As a matter of everyday practice, this involves what we might call self-transcendence, that is, aspiring to a state of being in which self-love has been overcome. It is this path of self-transcendence that enables the believer to be fully present to God and thus to experience divine presence. Moreover, the same dynamic will be at work in the believer’s encounters with other human beings. If there are no desires that hold us, we will be naturally, spontaneously free to focus our intellect on the needs of the other. As St. Paul writes to the Philippians (2:3-4), “Let nothing be done through selfish ambition or conceit, but in lowliness of mind let each esteem others as better than himself. Let each one of you look out not only for his own interests, but also for the interests of others.”

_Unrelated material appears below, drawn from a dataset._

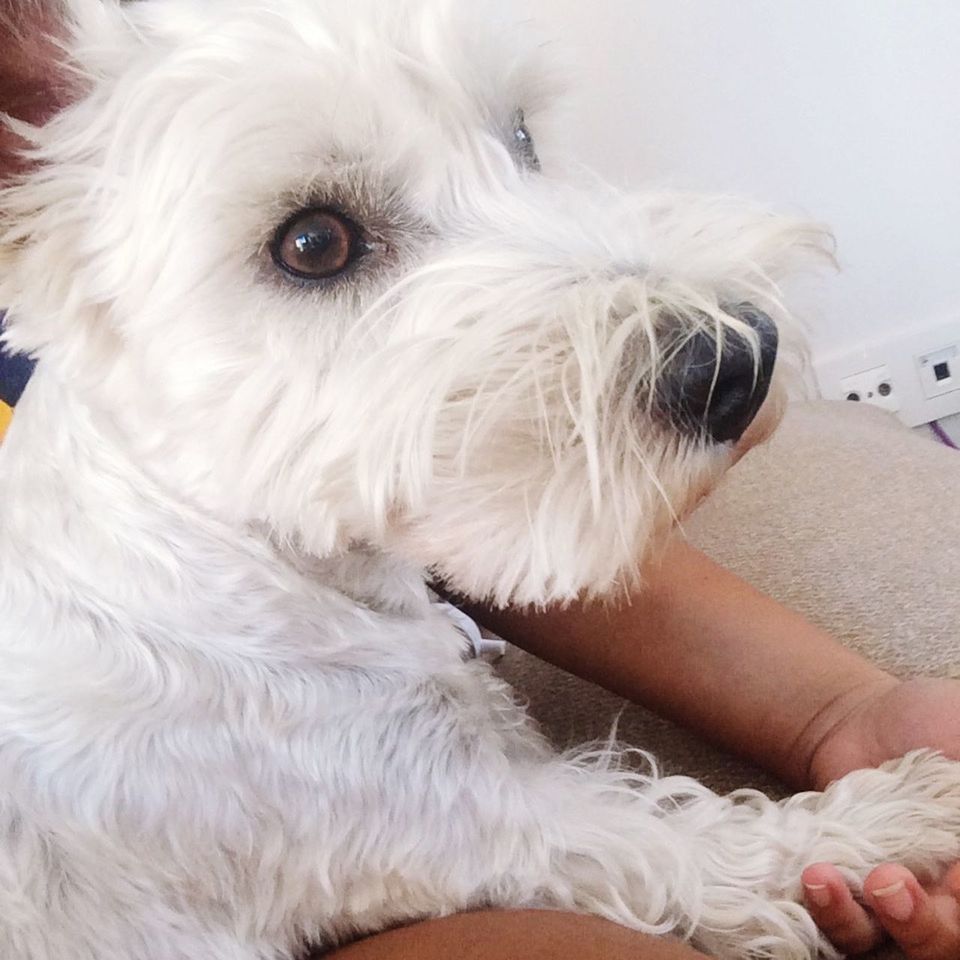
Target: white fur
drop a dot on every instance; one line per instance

Because kenotic love expressed as self-transcendence and not individualism is the basis of life in the Kingdom of God, it also becomes apparent that the whole concept of individual rights becomes moot or irrelevant. Love is not a right. God is not obligated to love me any more than I can demand that my fellow believers love me. It is rather a voluntarily given gift, a responsibility, an honor conferred and not a right taken. Likewise, I am not entitled to have my prayers answered, or to derive wisdom from Scripture, or strength from worship. These are not rights, but rather privileges we are allowed to participate in. As such, they are not things we can demand. We are not entitled to them and cannot claim them as rights. In addition, worship is a service that we render to God and not some kind of commodity that we consume. As if illustrating the inappropriateness of rights talk, I suspect that the very same individuals who claim worship as a right and resist the imposition of any limitations in spite of the pandemic are the same ones that, in times absent any such crisis, claim the right to skip the services if they so choose. So, while Christian teaching enhances some of the civil arguments limiting freedom for the greater good, this idea of self-emptying love gives the believer an unimaginably more compelling reason to accept those limitations. In this case, there is no conflict between the teaching of the civil and the ecclesial realms.

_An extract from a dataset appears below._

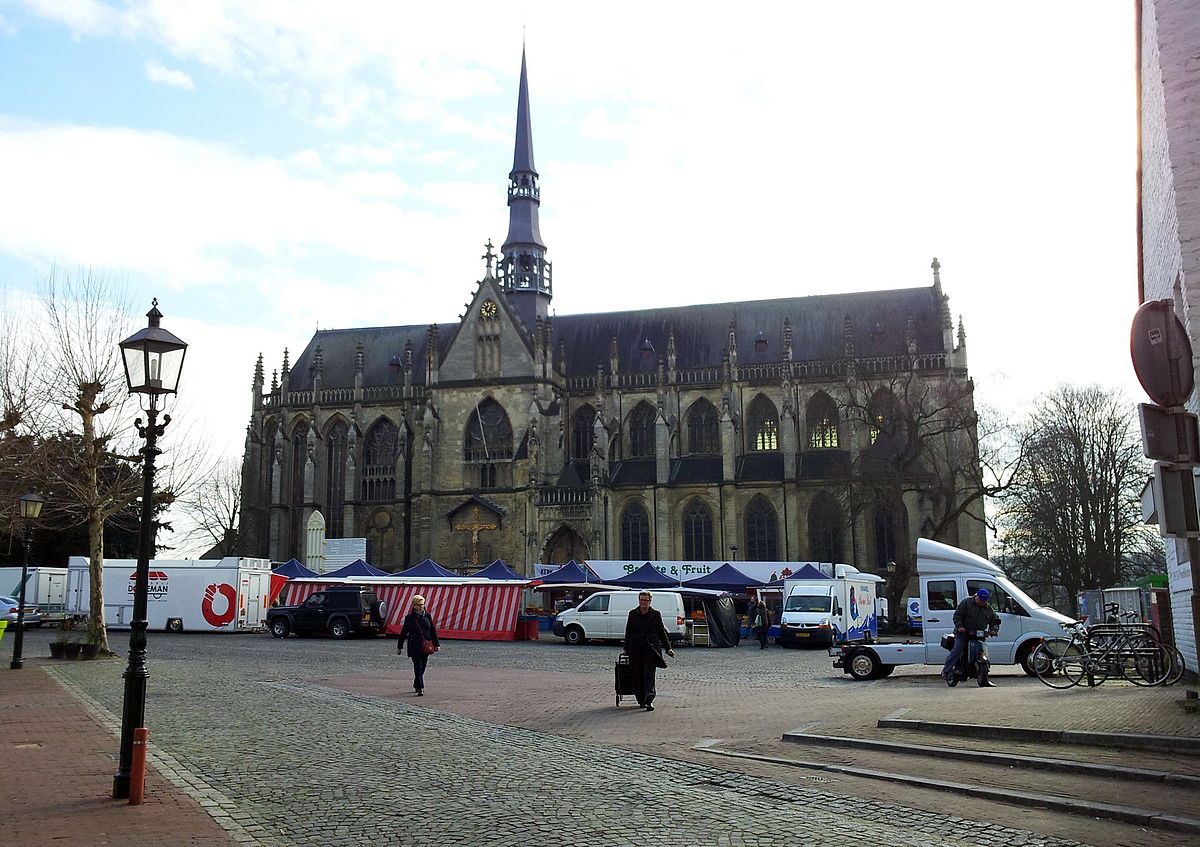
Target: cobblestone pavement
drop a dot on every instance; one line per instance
(313, 742)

Of course, there are a few cases where there does indeed appear to be some tension. Take, for example, the limitation of our right to conduct Church services in our usual manner. Because of the pandemic, that has either been forbidden or severely limited by controlling how many of the faithful can gather in the Church at one time. Some have taken offence at this and argued that we have a right to worship. Indeed, it is a privilege afforded believers in this country and we are inclined to insist on retaining that freedom. However, I submit that the current pandemic should temper our insistence on freedom, since the ideas of a greater good and the practice of self-emptying love clearly involved. Nevertheless, others will say that because our society has agreed on the separation of state and Church, the state is in no position to tell us we cannot gather for worship. We, they say, have a right to conduct our religious services. However, a closer look at that arrangement shows that the state is not establishing a particular set of religious rights that we are required to exercise, but simply saying that the Church has, all things being equal, the freedom to conduct its affairs in keeping with its own teachings and without interference from the state. So, if worship is not a right, and if self-transcendence is to guide our response to the present heath-crisis, then no believer could possibly insist on “worship as usual” if that would endanger others, both inside and outside the Church.




[1] Os Guinness, The global public square: religious freedom and the making of a world safe for diversity (Downers Grove, Illinois: InterVarsity Press, 2013), 13.